Stoughton, MA

Emotional moment when a stolen dog is reunited with his family eleven years later

B.R. Shenoy

“A Hollywood ending that is too long to explain in a tweet, but would be the sweetest tweet ever tweeted in the history of tweeting," Stoughton Police tweeted last week.

There are few constants in this world, but as this heartwarming dog story demonstrates, microchipping your pets is one of them.

Rex, a 12-year-old Yorkshire Terrier who was stolen from her owner's yard in Stoughton, Massachusetts in 2011, has been reunited with his family thanks to the assistance of a Massachusetts animal control officer.

Marzena Niejadlik, the Yorkie's owner, claims the dog was only a puppy when he ran out of the house one day, and someone took him, per NBC10.

Niejadlik reported him missing 11 years ago from Boston, Massachusetts, according to an April 28 Facebook post from the Stoughton Police Department.

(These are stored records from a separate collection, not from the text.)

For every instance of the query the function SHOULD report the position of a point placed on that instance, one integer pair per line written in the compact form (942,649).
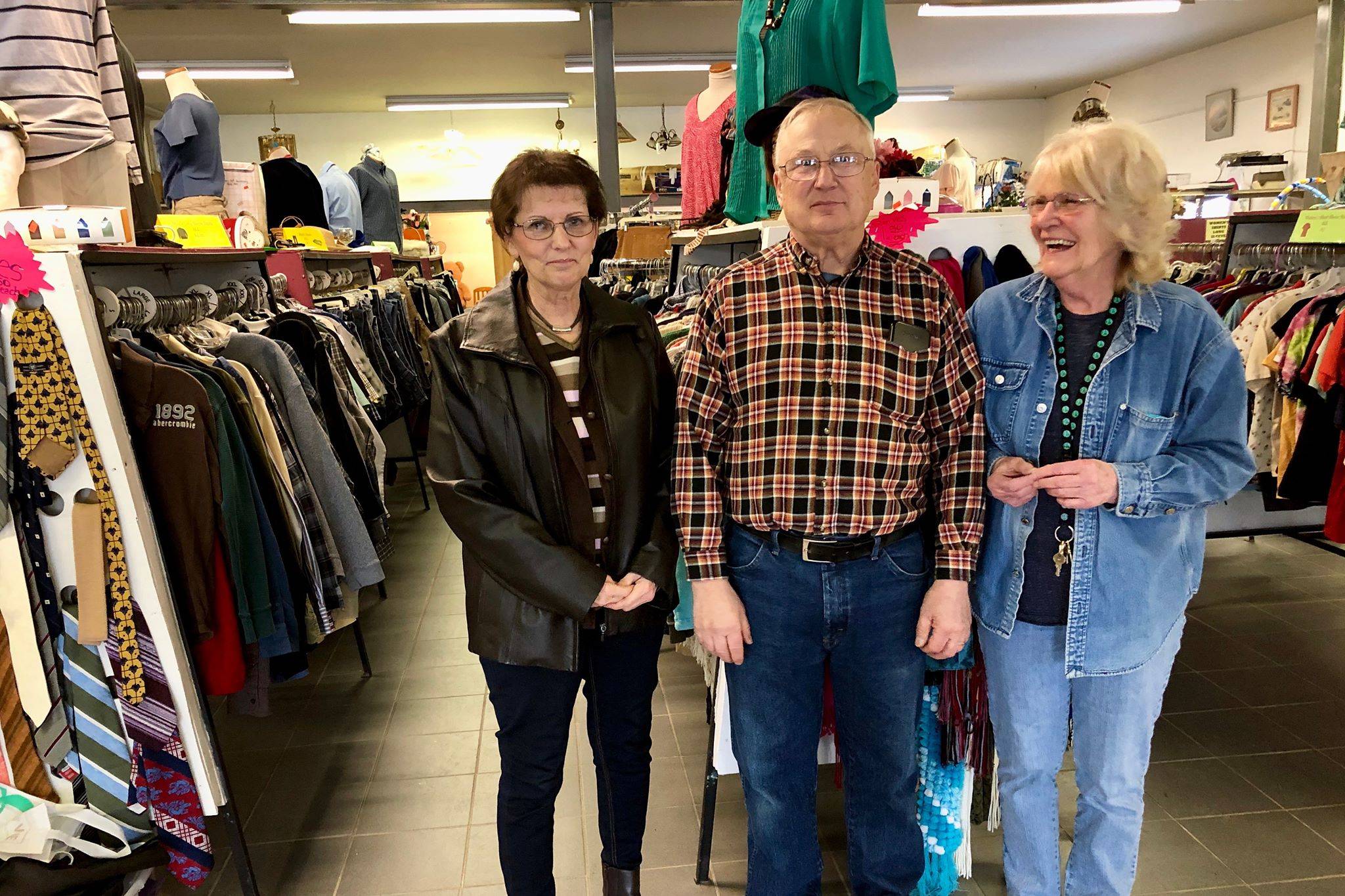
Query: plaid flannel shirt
(801,408)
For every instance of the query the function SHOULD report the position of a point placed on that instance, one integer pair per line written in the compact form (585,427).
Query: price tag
(20,273)
(1320,226)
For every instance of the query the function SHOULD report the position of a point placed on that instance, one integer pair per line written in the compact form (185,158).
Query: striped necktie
(50,414)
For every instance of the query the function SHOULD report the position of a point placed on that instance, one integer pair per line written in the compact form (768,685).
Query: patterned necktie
(50,414)
(27,771)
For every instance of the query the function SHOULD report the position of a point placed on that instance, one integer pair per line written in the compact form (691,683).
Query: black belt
(833,551)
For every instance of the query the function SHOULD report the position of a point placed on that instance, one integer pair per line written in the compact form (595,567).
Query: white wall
(414,148)
(1168,100)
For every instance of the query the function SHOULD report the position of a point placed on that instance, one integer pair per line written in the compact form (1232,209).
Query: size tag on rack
(1320,226)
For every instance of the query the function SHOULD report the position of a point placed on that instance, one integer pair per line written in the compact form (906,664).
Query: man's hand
(1013,481)
(611,594)
(642,591)
(1080,485)
(944,620)
(721,624)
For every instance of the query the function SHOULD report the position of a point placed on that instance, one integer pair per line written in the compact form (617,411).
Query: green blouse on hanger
(841,45)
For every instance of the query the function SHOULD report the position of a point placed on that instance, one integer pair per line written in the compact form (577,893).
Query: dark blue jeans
(535,707)
(861,617)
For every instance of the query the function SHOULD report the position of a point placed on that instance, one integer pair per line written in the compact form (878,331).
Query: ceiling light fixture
(218,69)
(1102,9)
(925,95)
(428,16)
(653,62)
(479,101)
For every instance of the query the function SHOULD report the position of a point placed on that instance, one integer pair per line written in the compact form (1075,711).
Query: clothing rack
(1262,238)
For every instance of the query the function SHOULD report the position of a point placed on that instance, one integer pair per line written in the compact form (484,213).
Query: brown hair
(542,168)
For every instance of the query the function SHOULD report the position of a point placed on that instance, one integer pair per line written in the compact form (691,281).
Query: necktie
(50,414)
(27,771)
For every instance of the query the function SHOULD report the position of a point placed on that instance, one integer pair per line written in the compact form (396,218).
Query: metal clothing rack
(108,269)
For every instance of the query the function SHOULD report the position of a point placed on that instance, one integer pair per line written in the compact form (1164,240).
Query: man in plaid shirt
(830,425)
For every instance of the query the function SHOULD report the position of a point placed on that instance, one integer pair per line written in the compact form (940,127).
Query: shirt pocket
(1138,436)
(1005,383)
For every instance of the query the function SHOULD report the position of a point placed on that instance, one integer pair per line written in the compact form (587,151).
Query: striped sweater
(60,72)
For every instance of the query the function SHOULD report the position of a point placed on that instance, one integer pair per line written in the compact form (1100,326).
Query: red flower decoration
(19,269)
(896,228)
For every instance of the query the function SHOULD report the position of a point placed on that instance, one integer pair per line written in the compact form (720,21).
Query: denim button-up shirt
(1168,410)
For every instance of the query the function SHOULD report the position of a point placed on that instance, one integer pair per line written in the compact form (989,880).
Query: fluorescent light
(219,70)
(925,95)
(428,16)
(1102,9)
(479,101)
(651,62)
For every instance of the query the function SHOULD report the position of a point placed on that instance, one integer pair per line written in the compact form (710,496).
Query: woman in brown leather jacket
(550,450)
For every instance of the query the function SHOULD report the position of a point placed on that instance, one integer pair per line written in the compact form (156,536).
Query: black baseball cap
(762,127)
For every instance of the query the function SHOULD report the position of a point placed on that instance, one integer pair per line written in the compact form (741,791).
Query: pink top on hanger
(701,156)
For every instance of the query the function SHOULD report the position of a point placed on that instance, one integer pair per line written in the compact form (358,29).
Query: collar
(806,264)
(491,327)
(1147,312)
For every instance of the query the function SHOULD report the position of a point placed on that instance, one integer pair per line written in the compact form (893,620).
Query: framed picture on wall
(1282,108)
(1219,114)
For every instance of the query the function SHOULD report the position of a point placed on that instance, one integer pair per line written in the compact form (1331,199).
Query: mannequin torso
(722,82)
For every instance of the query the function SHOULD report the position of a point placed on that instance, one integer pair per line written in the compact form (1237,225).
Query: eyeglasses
(847,164)
(1066,203)
(542,228)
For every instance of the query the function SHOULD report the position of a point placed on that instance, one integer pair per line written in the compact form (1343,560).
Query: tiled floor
(363,788)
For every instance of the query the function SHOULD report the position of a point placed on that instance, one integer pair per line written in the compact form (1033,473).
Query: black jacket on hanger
(292,190)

After her brother died in 2010, Niejadlik says she bought the dog as a gift for her mother, per CBS Boston.

Animal Control Officer Michelle Carlos of the Stoughton Police Department responded to a report of a loose Yorkie running around on Record Street on April 27, according to police.

Carlos was able to capture the dog, which was clearly neglected, according to police. Before checking to see if he had a microchip, Carlos fed him, gave him some fresh water, and a good bath.

Fortunately, the dog had a microchip that revealed his name was Rex and that he belonged to a woman from Boston named Marzena Niejadlik.

Niejadlik and Rex had a touching reunion at the Stoughton Police Department. According to the department, Niejadlik told them that Rex enjoyed meeting her children and was "treated to a day of beauty."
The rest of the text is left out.